Mi padre coleccionaba sellos de Correos.
Los domingos, en otro país, nos levantábamos cuando aún era noche, bebíamos café muy aguado, comíamos una torta de maíz e íbamos en el Ford a visitar a otros filatélicos.
Buscábamos el Bolivar Negro, una curiosidad de gran valor impresa en 1900.
Yo me encargaba de los catálogos, de comprobar los precios, manejar las pinzas y la lupa e inspeccionar el dentado. Mi padre negociaba los cambios, regateaba con hombres cuyas caras he sustituido por otras.
Recuerdo que también nos daban café.
Una de aquellas mañanas de trasiego acabamos en un barrio peligroso, el 23 de Enero, de bloques idénticos y balcones pintados de amarillo, azul y rojo, como la bandera del país.
No había un alma en las calles pero escuchamos disparos no muy lejos y regresamos a casa para comer. Mi madre preparaba arroz con habas negras y plátano frito.
Después nos sentamos a ordenar los sellos, felicitándonos por los hallazgos, nuestros mínimos tesoros.
Yo colocaba en mi álbum emisiones de cuadros de Paul Gauguin, astronautas soviéticos, paisajes africanos y una serie de retratos baratos de James Dean, Elvis Presley o Cassius Clay con matasellos de Santa Fe o Salt Lake City.
Nunca encontramos el Bolivar Negro.
i didn’t have an album………
i had a newspaper cut out of allen ginsberg and jack kerouac on my wall………
rilke (letters to a young poet) under my pillow….
i was safe….
I was so childish! Mail stamps! There was a pretty Bible on the living room and a Chaucer’s Canterbury Tales I secretly loved
Cuando tenía 14 años, leí no sé dónde a no recuerdo quién que decía que la infancia es el territorio al que siempre se vuelve, que la vida de uno se determina allí. Como me faltaba esa perspectiva, no lo entendí. Hace mucho tiempo que ya sí, claro, y me encuentro a mis 40 volviendo a ella (a veces un poco obsesivamente).
Yo también coleccionaba sellos, incluso los compraba a no sé qué grupo de religiosos: un fraude, la mayoría de lo que les compré (Yemen, Liberia, exóticos como ellos solos) resultaron no ser sellos. Muchísimos años después se los regalé a mi chico, que aprovechó la mitad de ellos, y se puso más contento que unas castanuelas.
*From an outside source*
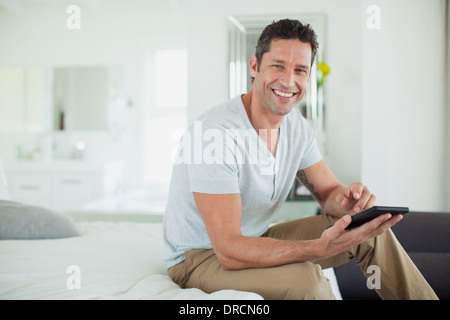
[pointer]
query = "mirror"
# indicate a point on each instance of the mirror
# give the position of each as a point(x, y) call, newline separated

Ahora andan mezclados con los miles y miles suyos.
Que la infancia es el eterno destino y crecer es un verbo que debe conjugarse hacia atrás lo tengo bastante claro, pero tengo problemas para regresar: sólo recuerdo retazos, flashes, como si mi infancia estuviese al mando de un técnico en luminotecnia afiebrada.